Assisting aging reps wanting “to equitize or monetize the value in their business is among the highest and best uses of our time,” says Mr. Krat, who also serves as chairman and CEO of SunAmerica Financial Network.

Last year, this sales system generated nearly one-third of SunAmerica’s $3.7 billion in annuity sales. It includes Royal Alliance Associates Inc., SunAmerica Securities Inc., Advantage Capital Corp., FSC Securities Corp., Sentra Securities Corp. and Spelman & Co., as well as 9,700 independent advisers who clear transactions through the six brokerage units.

Of course, SunAmerica’s motives aren’t wholly altruistic.

As national and regional brokerages are limiting the number of houses whose products they will sell, SunAmerica, Fnic — a unit of insurer Aetna Inc. — and other sellers are at risk of losing relationships with much-wooed independent advisers. Suitors include consolidators like Leon Black’s National Financial Partners, accounting chains like H&R Block Group Inc., competing broker dealers and even other independent advisers.

In addition, many financial planners are ready to retire. Two years ago, the International Association for Financial Planning found that 30% of its members were contemplating retirement within five years.

This impending transition has already prompted competitors like American Express and LPL Financial Services to help match up prospective buyers and sellers. Other brokerage groups are studying similar initiatives. Mutual Service Corp. of West Palm Beach, Fla., and Associated Securities Corp. in Los Angeles have each launched initiatives to develop so-called continuity plans.

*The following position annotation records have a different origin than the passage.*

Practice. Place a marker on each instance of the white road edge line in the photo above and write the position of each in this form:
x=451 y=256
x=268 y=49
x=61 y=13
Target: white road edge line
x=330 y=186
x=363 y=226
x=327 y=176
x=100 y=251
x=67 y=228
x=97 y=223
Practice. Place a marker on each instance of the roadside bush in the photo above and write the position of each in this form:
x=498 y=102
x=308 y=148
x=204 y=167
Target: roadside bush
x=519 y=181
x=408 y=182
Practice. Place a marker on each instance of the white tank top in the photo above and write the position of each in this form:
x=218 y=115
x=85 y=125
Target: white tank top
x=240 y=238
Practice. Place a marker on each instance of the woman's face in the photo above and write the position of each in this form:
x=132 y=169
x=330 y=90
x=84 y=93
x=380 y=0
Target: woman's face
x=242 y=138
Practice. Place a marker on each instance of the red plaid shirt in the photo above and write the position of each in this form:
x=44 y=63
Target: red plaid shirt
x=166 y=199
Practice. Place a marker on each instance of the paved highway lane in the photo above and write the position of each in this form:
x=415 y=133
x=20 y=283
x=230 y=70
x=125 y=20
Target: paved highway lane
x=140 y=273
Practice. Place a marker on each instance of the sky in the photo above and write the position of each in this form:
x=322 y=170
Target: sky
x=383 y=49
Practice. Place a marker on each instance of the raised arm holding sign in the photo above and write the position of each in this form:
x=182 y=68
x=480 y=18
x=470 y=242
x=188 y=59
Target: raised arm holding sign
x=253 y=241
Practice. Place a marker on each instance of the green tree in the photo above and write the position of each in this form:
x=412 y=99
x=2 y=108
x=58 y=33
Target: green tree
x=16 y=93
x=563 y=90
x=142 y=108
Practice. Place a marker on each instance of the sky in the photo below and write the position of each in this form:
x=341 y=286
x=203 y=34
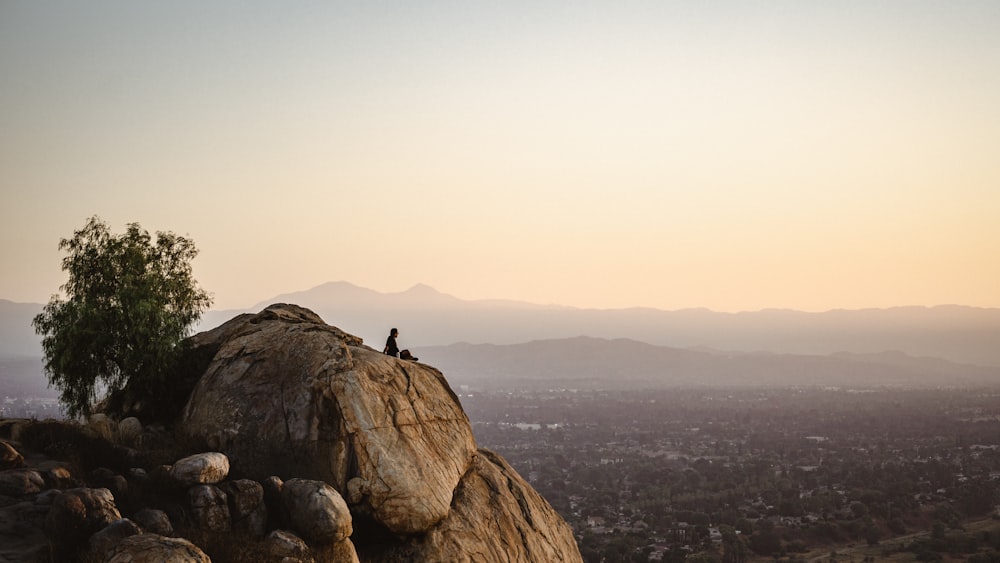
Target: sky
x=729 y=155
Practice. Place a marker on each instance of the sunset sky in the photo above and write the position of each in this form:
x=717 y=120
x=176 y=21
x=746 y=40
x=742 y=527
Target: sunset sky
x=728 y=155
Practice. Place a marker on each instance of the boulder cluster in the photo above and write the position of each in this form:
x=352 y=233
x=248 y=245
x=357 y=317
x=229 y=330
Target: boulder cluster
x=49 y=514
x=312 y=444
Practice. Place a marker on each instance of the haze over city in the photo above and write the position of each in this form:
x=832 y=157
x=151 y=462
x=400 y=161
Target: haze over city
x=733 y=156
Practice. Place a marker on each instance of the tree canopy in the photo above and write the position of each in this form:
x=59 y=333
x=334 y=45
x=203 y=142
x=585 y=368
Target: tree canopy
x=129 y=301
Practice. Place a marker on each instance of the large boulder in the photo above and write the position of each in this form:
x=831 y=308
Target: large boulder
x=77 y=514
x=286 y=394
x=316 y=511
x=201 y=469
x=151 y=548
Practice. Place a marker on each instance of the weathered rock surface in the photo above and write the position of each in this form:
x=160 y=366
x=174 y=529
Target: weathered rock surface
x=497 y=516
x=154 y=521
x=201 y=469
x=20 y=482
x=377 y=452
x=151 y=548
x=210 y=508
x=10 y=458
x=289 y=395
x=105 y=540
x=246 y=506
x=317 y=511
x=75 y=515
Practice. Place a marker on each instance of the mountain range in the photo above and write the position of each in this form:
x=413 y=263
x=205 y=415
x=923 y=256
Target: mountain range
x=482 y=339
x=595 y=363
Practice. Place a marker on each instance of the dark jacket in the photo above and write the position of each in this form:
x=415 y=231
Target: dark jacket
x=390 y=346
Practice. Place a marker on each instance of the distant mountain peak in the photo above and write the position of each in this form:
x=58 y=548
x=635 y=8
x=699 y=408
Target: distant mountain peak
x=423 y=290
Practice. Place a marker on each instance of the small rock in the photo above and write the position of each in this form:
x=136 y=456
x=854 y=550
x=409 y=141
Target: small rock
x=10 y=458
x=316 y=510
x=201 y=469
x=151 y=548
x=282 y=543
x=20 y=482
x=246 y=506
x=154 y=521
x=105 y=540
x=210 y=508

“SunAmerica wants to help their reps go through an orderly transition and help them build more profitable, larger practices,” says Mark Tibergien of Moss-Adams LLP, a Seattle accountancy and advisory firm that is working with SunAmerica and Fnic.

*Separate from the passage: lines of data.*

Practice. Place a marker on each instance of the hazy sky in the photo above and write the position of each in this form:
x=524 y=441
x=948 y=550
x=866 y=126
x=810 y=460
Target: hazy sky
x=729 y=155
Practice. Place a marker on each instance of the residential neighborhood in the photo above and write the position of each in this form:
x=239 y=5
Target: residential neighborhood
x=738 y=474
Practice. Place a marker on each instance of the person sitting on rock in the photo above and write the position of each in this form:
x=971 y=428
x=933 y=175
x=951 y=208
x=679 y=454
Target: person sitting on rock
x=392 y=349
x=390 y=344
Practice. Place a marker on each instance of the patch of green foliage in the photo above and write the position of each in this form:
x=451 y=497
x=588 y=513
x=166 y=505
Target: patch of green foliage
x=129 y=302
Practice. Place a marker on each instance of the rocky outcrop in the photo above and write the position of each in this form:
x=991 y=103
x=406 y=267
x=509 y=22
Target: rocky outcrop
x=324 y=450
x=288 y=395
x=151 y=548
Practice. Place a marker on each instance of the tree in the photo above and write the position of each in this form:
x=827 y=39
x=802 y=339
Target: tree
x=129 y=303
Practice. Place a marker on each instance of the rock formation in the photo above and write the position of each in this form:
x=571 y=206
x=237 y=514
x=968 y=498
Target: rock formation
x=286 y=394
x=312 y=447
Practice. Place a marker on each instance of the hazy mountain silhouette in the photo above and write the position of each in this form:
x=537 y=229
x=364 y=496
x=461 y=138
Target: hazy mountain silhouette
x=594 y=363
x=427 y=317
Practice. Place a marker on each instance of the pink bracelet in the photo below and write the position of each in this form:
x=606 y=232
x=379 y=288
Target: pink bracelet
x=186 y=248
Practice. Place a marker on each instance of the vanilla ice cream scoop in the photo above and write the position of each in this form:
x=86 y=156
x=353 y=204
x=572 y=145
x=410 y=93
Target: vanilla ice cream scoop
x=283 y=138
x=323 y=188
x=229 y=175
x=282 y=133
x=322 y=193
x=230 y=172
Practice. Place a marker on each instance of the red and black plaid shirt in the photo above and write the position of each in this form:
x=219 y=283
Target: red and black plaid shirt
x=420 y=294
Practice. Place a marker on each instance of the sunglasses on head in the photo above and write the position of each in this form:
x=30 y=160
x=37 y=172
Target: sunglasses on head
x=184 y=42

“They are examining ways in which they can provide financing for a portion of the purchase price,” he continues. “What is not yet clear is whether that will be done by a master arrangement that the company has negotiated with a bank or whether SunAmerica will provide the financing.”

Most financial advisory firm sales are structured under earn-out agreements in which the buyer pays an agreed price over, say, four years, if the business continues generating a specified level of fees.

The SunAmerica and Fnic programs are aimed at making such sales more attractive by helping buyers offer more upfront cash or shorten the earn-out period in exchange for maintaining the broker-dealer relationship.

“There is no question that it helps retain the business inside the broker dealer, so from that perspective it’s a good business opportunity for us,” says Mr. Krat. “We were a capital-rich organization when we were SunAmerica, and we have an even greater capital base now that we are owned by AIG,” he adds, referring to SunAmerica’s sale to New York’s American International Group Inc. in January.

“For sellers it’s a compelling arrangement, says Mr. Tibergien, noting that trail fees — continuing commissions on assets under supervision — remain a background force in any deal. “Sales break down when an owner questions why they should sell their practice for an earn-out when they could make just as much money by letting their business diminish over time and collecting the trails.”

But the success of these programs will ultimately depend on how well they play to advisers.

Miles Gordon, president of Fnic, says no advisers have taken the company up on its financing program since its official rollout a month ago. The Torrance-based company earlier had assisted in the sale of two affiliated practices.

“There are strong defensive elements to these programs,” says Mr. Tibergien, “but they have to make business sense. Brokers can put themselves in front of this trend or find themselves behind it.”